AI generating visual art, composing songs andeven writing poetry and movie scripts is driving some of that anxiety, raising ethical and copyright concerns among artists and even lawyers. AI art isn't created in a vacuum. It works by absorbing and reconstructing existing art created by humans. As machine-made art improves, will those humans -- actual graphic designers, illustrators, composers and photographers -- find themselves edged out of work?
When an AI-generated picture won an art prize in September, some artists weren't happy about it. "We're watching the death of artistry unfold right before our eyes," one Twitter user wrote.
Coulson, an avid comics reader since age 5, is among those pondering the complex questions raised by AI art, but he doesn't think tools like Midjourney will replace the comics artists he's long loved. "Those geniuses have an eye for dramatic composition and dynamic narrative that I strongly doubt machine learning will be able to match," he writes in the afterword to Summer Island. "But as a visualization tool for nonartists like myself, it's a hell of a lot of fun."
He does, however, see Midjourney as his true collaborator in The Bestiary Chronicles, even giving it an author credit. Where a comics artist might conceive of a narrative and then create art to illustrate it, AI-assisted images have the potential to more actively steer the story, or even change its direction, thus dramatically redefining the whole creative workflow. Coulson likens this human-machine duet to improv jazz.
"I would never ask a human artist to just 'draw 100 splash pages and maybe I'll pick the one I like the best,' but Midjourney will happily spit them out 24/7," Coulson says. "Then after we review the imagery, we start to assemble the story, almost as an act of collage, filling in gaps along the way."
AI art is the star here, but humans had the decisive hand in which images made it into the final version of each story. They experimented with text prompts and carefully selected their final images from multiple Midjourney offerings, making a Photoshop tweak here and there, but mostly letting the machine-made work stand.
The Campfire team, for example, liked the rich effect produced by the style prompt "olive-green and sepia and teal-blue tritone print on watercolor paper," so they used that one often to give images a painterly effect.
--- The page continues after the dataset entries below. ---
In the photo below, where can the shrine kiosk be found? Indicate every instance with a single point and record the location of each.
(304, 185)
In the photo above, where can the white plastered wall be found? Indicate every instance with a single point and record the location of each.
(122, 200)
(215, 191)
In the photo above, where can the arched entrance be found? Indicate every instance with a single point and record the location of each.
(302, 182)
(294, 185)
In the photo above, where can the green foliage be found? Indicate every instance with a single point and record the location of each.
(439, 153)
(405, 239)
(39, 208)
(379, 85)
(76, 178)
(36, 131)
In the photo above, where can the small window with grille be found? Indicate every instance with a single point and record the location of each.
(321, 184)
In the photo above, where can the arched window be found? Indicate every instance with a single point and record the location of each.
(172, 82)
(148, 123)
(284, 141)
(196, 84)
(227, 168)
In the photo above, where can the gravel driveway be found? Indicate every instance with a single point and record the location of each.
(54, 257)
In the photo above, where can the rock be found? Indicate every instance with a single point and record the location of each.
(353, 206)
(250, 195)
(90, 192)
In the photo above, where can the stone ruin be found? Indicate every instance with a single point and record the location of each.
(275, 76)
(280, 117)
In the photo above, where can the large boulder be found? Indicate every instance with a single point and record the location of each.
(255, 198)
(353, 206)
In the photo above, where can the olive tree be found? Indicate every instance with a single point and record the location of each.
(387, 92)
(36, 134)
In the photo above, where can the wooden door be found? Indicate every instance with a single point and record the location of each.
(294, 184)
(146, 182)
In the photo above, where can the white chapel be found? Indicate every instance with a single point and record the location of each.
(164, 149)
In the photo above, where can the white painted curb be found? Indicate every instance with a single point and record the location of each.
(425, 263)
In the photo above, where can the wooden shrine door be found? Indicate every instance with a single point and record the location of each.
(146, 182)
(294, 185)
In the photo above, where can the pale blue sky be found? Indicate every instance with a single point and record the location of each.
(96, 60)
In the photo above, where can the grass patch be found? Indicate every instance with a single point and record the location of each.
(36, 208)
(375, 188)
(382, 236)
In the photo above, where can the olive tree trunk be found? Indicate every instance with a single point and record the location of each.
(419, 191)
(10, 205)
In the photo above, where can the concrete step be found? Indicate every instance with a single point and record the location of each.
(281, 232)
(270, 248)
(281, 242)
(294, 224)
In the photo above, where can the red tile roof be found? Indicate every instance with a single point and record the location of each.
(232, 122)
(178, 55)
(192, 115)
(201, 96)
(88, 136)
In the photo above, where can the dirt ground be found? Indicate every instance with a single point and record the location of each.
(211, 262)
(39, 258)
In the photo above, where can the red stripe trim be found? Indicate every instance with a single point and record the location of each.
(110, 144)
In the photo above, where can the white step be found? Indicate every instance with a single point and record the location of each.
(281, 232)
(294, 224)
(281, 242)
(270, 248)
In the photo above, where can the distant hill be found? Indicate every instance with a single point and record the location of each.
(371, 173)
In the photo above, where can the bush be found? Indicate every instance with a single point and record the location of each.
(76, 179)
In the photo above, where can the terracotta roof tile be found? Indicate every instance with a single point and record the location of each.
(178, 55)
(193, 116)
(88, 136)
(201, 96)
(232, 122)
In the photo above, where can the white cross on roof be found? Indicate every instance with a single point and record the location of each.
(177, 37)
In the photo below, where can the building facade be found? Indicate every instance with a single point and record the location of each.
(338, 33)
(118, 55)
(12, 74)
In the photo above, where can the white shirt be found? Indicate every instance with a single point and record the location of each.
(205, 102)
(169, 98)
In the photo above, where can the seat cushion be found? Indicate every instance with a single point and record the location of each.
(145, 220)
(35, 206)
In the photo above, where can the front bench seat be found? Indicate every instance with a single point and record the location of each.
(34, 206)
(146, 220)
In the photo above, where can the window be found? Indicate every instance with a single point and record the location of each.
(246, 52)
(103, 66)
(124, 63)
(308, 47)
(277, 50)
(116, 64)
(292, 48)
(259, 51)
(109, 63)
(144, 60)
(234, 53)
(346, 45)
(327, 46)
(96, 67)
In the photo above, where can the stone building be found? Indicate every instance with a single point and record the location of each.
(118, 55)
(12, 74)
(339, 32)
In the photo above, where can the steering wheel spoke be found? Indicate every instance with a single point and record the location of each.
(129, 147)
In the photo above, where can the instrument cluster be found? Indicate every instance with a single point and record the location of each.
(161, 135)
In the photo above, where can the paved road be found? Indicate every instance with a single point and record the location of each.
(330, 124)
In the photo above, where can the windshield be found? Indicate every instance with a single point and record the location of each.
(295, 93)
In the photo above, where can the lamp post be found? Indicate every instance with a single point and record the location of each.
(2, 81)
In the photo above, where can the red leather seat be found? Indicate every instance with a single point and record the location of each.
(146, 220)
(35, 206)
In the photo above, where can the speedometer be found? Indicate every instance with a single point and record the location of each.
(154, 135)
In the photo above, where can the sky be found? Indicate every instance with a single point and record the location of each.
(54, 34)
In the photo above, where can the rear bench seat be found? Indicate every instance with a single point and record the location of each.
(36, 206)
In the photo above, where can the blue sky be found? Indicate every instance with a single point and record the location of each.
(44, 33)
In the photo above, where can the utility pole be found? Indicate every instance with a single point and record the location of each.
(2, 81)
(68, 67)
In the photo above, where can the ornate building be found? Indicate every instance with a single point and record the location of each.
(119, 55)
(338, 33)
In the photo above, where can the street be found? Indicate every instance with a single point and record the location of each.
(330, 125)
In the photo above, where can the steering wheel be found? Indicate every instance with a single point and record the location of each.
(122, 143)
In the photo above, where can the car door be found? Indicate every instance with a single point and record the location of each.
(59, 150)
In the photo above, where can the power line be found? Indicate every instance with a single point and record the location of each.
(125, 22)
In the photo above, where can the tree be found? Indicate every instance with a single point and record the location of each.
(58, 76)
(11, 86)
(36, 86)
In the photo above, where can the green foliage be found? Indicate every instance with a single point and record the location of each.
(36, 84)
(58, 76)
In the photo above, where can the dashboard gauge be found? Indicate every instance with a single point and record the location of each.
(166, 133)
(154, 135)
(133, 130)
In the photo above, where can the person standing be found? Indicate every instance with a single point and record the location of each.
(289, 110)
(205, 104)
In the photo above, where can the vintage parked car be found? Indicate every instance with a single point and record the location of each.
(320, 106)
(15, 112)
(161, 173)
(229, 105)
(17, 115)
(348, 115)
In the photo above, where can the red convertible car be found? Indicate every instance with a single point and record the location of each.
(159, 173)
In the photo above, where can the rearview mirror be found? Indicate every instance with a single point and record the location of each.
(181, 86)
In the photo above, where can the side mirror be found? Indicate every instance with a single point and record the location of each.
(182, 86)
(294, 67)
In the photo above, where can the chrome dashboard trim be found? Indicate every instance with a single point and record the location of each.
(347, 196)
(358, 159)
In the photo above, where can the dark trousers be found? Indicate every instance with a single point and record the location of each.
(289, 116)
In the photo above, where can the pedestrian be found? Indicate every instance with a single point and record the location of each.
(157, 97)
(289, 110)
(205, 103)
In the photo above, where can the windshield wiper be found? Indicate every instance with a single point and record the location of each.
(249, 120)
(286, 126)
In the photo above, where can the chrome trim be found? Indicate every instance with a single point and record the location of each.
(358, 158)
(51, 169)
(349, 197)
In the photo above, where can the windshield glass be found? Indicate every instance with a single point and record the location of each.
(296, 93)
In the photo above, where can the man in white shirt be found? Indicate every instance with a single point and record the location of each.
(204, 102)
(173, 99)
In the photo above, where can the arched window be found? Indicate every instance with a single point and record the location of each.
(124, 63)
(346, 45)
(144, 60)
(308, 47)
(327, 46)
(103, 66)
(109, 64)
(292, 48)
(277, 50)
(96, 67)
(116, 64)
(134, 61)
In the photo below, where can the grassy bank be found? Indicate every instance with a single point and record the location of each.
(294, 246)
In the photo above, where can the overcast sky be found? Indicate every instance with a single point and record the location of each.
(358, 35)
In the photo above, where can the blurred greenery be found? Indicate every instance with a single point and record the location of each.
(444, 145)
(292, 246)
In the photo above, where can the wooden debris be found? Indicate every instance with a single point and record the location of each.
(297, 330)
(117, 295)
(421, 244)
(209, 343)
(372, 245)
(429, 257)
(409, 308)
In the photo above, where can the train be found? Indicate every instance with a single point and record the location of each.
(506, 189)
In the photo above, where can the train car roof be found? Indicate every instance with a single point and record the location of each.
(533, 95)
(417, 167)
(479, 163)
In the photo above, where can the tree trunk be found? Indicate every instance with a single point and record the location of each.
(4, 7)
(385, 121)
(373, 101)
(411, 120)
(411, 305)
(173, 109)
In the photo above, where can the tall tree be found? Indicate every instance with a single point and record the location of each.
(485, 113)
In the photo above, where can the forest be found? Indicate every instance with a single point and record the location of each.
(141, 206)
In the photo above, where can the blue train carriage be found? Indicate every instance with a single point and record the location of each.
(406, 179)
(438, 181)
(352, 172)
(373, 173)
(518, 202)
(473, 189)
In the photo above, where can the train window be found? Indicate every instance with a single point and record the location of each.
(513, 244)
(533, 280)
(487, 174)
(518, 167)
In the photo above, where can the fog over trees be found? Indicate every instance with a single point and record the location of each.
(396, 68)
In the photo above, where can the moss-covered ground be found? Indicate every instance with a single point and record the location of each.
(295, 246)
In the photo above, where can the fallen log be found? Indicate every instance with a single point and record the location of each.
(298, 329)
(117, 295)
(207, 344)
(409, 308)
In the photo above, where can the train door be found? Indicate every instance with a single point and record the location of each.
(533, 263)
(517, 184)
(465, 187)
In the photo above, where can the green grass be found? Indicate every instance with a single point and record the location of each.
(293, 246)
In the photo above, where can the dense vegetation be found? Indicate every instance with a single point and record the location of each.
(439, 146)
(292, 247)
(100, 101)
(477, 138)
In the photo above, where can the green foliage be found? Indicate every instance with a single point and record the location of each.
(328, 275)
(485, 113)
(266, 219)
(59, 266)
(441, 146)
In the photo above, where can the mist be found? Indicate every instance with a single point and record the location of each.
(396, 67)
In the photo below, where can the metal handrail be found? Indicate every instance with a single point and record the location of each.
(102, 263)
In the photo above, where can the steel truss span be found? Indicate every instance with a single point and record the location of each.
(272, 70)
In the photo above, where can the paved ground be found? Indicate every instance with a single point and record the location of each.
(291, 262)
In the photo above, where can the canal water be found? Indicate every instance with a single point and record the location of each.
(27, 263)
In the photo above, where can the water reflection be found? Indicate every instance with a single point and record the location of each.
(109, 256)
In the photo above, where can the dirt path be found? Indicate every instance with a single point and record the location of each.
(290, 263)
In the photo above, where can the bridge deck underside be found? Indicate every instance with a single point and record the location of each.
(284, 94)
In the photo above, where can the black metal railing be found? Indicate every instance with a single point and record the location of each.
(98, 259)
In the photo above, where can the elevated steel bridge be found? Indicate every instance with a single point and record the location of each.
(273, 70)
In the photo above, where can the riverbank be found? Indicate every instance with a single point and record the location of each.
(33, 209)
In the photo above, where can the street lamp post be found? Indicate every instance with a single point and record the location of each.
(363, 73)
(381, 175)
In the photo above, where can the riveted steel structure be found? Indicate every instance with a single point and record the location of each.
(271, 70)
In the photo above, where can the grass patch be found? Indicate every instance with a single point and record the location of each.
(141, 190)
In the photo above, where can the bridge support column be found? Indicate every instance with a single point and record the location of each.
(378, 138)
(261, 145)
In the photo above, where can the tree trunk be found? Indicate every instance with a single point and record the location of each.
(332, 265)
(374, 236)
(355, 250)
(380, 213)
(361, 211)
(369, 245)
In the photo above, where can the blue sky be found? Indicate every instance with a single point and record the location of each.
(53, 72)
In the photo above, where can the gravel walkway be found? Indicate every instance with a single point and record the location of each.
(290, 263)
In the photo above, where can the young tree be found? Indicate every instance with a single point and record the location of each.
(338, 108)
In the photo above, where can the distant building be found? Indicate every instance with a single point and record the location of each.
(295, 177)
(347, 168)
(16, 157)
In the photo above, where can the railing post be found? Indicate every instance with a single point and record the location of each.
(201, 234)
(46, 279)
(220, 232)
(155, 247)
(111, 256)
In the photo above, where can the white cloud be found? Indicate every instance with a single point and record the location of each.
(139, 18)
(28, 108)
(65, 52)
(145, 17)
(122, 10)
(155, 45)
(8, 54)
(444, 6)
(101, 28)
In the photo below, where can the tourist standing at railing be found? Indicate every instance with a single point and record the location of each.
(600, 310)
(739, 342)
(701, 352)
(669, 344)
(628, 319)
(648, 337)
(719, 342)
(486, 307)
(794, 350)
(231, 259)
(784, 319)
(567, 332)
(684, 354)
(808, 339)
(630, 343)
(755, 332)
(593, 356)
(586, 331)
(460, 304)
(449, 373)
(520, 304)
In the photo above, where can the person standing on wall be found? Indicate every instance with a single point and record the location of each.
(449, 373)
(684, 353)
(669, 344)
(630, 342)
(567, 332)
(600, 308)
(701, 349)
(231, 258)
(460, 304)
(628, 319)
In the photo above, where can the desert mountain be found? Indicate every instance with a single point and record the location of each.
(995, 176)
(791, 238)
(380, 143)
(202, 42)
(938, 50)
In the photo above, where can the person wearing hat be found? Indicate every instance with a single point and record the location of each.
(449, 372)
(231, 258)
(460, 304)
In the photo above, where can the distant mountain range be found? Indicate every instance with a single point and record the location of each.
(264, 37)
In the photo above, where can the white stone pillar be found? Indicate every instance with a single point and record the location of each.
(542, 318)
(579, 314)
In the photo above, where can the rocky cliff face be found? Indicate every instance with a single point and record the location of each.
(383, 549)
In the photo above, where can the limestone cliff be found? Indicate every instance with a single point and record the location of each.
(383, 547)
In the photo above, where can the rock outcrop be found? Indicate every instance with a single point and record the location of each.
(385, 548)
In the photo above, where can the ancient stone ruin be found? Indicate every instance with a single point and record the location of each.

For The Lesson, the phrase "futuristic underground bunker in the style of J.C. Leyendecker" yielded the perfect retro-futuristic postapocalyptic hideaway.
"We also used the phrase 'Hitchcock Blonde' to describe our heroine, and more often than not she came out looking like Grace Kelly," Coulson said. That's a fully recognizable Grace Kelly, without misplaced ears or a dog snout.
"The advances in AI image generation over the last few months have been exponential and mind blowing," Coulson said, "and this technology is only going to get better -- faster than we can imagine."